On Thu, May 25, 2023 at 2:34 PM Evan Galpin <eg...@apache.org> wrote:

> Understood, thanks for the clarification, I'll need to look more in-depth
> at my pipeline code then.  I'm definitely observing that all steps
> downstream from the Stateful step in my pipeline do not start until steps
> upstream of the Stateful step are fully completed.  The Stateful step is a
> RateLimit[1] transfer which borrows heavily from GroupIntoBatches.
>
> [1] https://gist.github.com/egalpin/162a04b896dc7be1d0899acf17e676b3
>
> On Thu, May 25, 2023 at 2:25 PM Robert Bradshaw via user <
> user@beam.apache.org> wrote:
>
>> The GbkBeforeStatefulParDo is an implementation detail used to send all
>> elements with the same key to the same worker (so that they can share
>> state, which is itself partitioned by worker). This does cause a global
>> barrier in batch pipelines.
>>
>> On Thu, May 25, 2023 at 2:15 PM Evan Galpin <eg...@apache.org> wrote:
>>
>>> Hi all,
>>>
>>> I'm running into a scenario where I feel that Dataflow Overrides
>>> (specifically BatchStatefulParDoOverrides.GbkBeforeStatefulParDo ) are
>>> unnecessarily causing a batch pipeline to "pause" throughput since a GBK
>>> needs to have processed all the data in a window before it can output.
>>>
>>> Is it strictly required that GbkBeforeStatefulParDo must run before any
>>> stateful DoFn? If not, what failure modes is GbkBeforeStatefulParDo trying
>>> to protect against, and how can it be bypassed/disabled while still using
>>> DataflowRunner?
>>>
>>> Thanks,
>>> Evan
>>>
>>

Re: [Dataflow][Stateful] Bypass Dataflow Overrides?

Posted by Evan Galpin <eg...@apache.org>.

Understood, thanks for the clarification, I'll need to look more in-depth
at my pipeline code then.  I'm definitely observing that all steps
downstream from the Stateful step in my pipeline do not start until steps
upstream of the Stateful step are fully completed.  The Stateful step is a
RateLimit[1] transfer which borrows heavily from GroupIntoBatches.

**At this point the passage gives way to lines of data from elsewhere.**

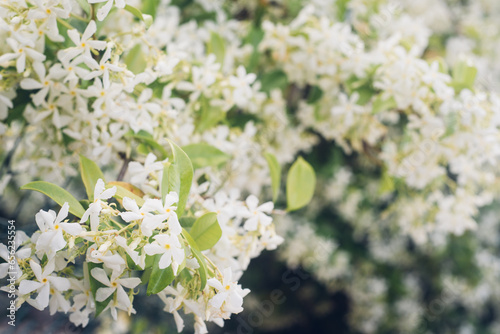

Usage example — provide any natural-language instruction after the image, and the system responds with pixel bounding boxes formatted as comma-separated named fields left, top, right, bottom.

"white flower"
left=80, top=179, right=116, bottom=231
left=35, top=202, right=84, bottom=259
left=60, top=21, right=106, bottom=63
left=88, top=0, right=126, bottom=21
left=144, top=234, right=185, bottom=274
left=140, top=192, right=182, bottom=236
left=0, top=37, right=46, bottom=73
left=176, top=66, right=216, bottom=101
left=229, top=66, right=257, bottom=108
left=207, top=267, right=249, bottom=314
left=28, top=0, right=71, bottom=42
left=115, top=235, right=144, bottom=268
left=0, top=231, right=30, bottom=280
left=158, top=284, right=187, bottom=332
left=85, top=46, right=123, bottom=87
left=128, top=153, right=164, bottom=186
left=242, top=195, right=273, bottom=231
left=18, top=260, right=70, bottom=312
left=86, top=245, right=126, bottom=274
left=90, top=267, right=141, bottom=313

[1] https://gist.github.com/egalpin/162a04b896dc7be1d0899acf17e676b3

On Thu, May 25, 2023 at 2:25 PM Robert Bradshaw via user <
user@beam.apache.org> wrote:

> The GbkBeforeStatefulParDo is an implementation detail used to send all
> elements with the same key to the same worker (so that they can share
> state, which is itself partitioned by worker). This does cause a global
> barrier in batch pipelines.
>
> On Thu, May 25, 2023 at 2:15 PM Evan Galpin <eg...@apache.org> wrote:
>
>> Hi all,
>>
>> I'm running into a scenario where I feel that Dataflow Overrides
>> (specifically BatchStatefulParDoOverrides.GbkBeforeStatefulParDo ) are
>> unnecessarily causing a batch pipeline to "pause" throughput since a GBK
>> needs to have processed all the data in a window before it can output.
>>
>> Is it strictly required that GbkBeforeStatefulParDo must run before any
>> stateful DoFn? If not, what failure modes is GbkBeforeStatefulParDo trying
>> to protect against, and how can it be bypassed/disabled while still using
>> DataflowRunner?
>>
>> Thanks,
>> Evan
>>
>

Re: [Dataflow][Stateful] Bypass Dataflow Overrides?

Posted by Robert Bradshaw via user <us...@beam.apache.org>.

The GbkBeforeStatefulParDo is an implementation detail used to send all
elements with the same key to the same worker (so that they can share
state, which is itself partitioned by worker). This does cause a global
barrier in batch pipelines.

On Thu, May 25, 2023 at 2:15 PM Evan Galpin <eg...@apache.org> wrote:

> Hi all,
>
> I'm running into a scenario where I feel that Dataflow Overrides
> (specifically BatchStatefulParDoOverrides.GbkBeforeStatefulParDo ) are
> unnecessarily causing a batch pipeline to "pause" throughput since a GBK
> needs to have processed all the data in a window before it can output.
>
> Is it strictly required that GbkBeforeStatefulParDo must run before any
> stateful DoFn? If not, what failure modes is GbkBeforeStatefulParDo trying
> to protect against, and how can it be bypassed/disabled while still using
> DataflowRunner?
>
> Thanks,
> Evan
>